Mauna Kea is special. On that much, every stakeholder can agree. But that’s where the agreement stops.
The dormant volcano, whose peak is the highest point in the state of Hawai’i at almost 14,000 feet above sea level, is a sacred site to indigenous Hawaiians. It’s also prime scientific real estate. Some hope it will soon be home to the world’s biggest telescope—the Thirty Meter Telescope or TMT—which could peer back more than 13 billion years in time to the universe’s beginnings.
What’s happening?
All this has culminated in a historic conflict as attempts to construct the TMT get underway. A group of indigenous Hawaiians are peacefully protesting to protect their sacred site, while local authorities struggle with what action to take and the science community, including a number of indigenous Hawaiian scientists, works to figure out what to do next.
Local news source the Honolulu Star-Advertiser reported that more than 200 activists who blocked the access road to the mountain on Tuesday were prepared to be arrested if necessary. But the day ended with no arrests and no agreement between the authorities—who brought in non-local police as reinforcements—and the protestors. As of Wednesday morning local time, Hawaii News Now is reporting that arrests have begun.
“In what appeared to be a quiet and peaceful situation, officers took protesters away, one by one,” HNN staff report. “One man was seen being carried away by several officers just before 8 a.m. Another kupuna [older community member] in a wheelchair, who appeared to be crying, was being pushed away by an officer.”
How did we get here?
Construction of the TMT was slated to begin on Monday. The nearly $1.4 billion project has been in the works since 2009, but it’s been a slow and contentious process with protests at each step of the way, as reported by the Associated Press.
The mountain is of religious and cultural significance to native Hawaiians, but this is an issue of jurisdiction as much as it is about anything else: indigenous Hawaiians want control over their traditional territory, particularly when that land is sacred. “Mauna Kea, the sacred center of creation for Native Hawaiians, was ceded to the United States government from the Hawaiian Kingdom in 1989, and the language of colonization and sovereignty permeates the TMT debate,” Leandra Swanner wrote in a 2015 academic article.
“They’re trying to frame it as science versus culture,” activist and physician Kalama Niheu told Margaret Prescod of Sojourner Truth radio Wednesday morning, “but really it’s people versus oppression and extraction.”
There are already a number of smaller observatories and telescopes on the mountain, but the TMT would dwarf all of them. The massive telescope would be 18 stories tall and its site would be several acres wide.
For astronomy, “I think it’s an essential site,” astronomer and black hole expert Meg Urry of Yale University told Popular Science. Mauna Kea’s specific geography and its location are unmatchable, she says.

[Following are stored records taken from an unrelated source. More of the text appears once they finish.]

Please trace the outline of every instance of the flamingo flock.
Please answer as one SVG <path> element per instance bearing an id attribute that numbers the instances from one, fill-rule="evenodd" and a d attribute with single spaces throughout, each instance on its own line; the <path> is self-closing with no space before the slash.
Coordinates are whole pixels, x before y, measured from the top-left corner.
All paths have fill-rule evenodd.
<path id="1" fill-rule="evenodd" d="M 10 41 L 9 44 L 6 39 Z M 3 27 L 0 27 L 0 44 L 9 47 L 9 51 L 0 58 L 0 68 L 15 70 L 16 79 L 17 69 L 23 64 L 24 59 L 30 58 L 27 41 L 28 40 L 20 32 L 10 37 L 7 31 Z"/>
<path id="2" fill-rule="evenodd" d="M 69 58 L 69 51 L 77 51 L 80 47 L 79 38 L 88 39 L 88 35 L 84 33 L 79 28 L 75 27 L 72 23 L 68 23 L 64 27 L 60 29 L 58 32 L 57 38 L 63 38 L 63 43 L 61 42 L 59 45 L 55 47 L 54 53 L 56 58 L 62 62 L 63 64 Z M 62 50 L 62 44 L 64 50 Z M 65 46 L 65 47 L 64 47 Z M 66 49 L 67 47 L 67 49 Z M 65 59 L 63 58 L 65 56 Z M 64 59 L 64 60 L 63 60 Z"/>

Local wind patterns mean the area has clear skies for much of the year, and Mauna Kea provides a high perch isolated from light pollution. “If you were going to hire an engineering firm to make a perfect site, it would be Mauna Kea,” she says. There are two TMTs being built right now in Chile, Urry says, but Mauna Kea’s would be the only one in the northern hemisphere, which would allow astronomers to look at a whole different section of the night sky.
“To me, a complicated, difficult, cutting-edge project like TMT would be a monument to human intelligence,” Urry says. But for native Hawaiians protesting the building of the TMT, it would be a monument to loss of sovereignty.